In the 1970s, writer and philosopher Hélène Cixous (*1937) prominently demanded to write with and through the body in order to subvert patriarchal discourse and invent new political, theoretical and poetical approaches to provoking topics in literature and philosophy at the time: desire, erotics, sexual difference. This dissertation discusses the philosophical and practical implications of the "écriture du corps" ("writing the body") that is key to Cixous’s post-structuralist and avant-queer-feminist approach.
"Writing the body" begins with encountering the other, i.e. texts, friends, ancestors, telepathic fellows, cats. This significance of the other challenges the role of the writing and researching subject in academic knowledge production: Writing with Cixous departs from reading as well as from being read, and it relies on a multiplicity of voices that are being perceived by an ever plural "I".

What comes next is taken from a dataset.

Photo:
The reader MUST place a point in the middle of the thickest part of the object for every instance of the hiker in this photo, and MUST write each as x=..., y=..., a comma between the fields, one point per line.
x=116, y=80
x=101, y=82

With Cixous, I propose a way of doing "avant-theory". Affirming writing as an embodied practice, this avant-theory operates "in the still boiling time […] when we feel and it is not yet called such-and-such, this, him or her." (Post-Word, 1999) Avant-theory allows for the other as well as the transforming and ever differently situated body to inscribe themselves. From the 1970s until today, this practice holds the potential to deconstruct sclerotic notions of "identity", "nation" or "gender."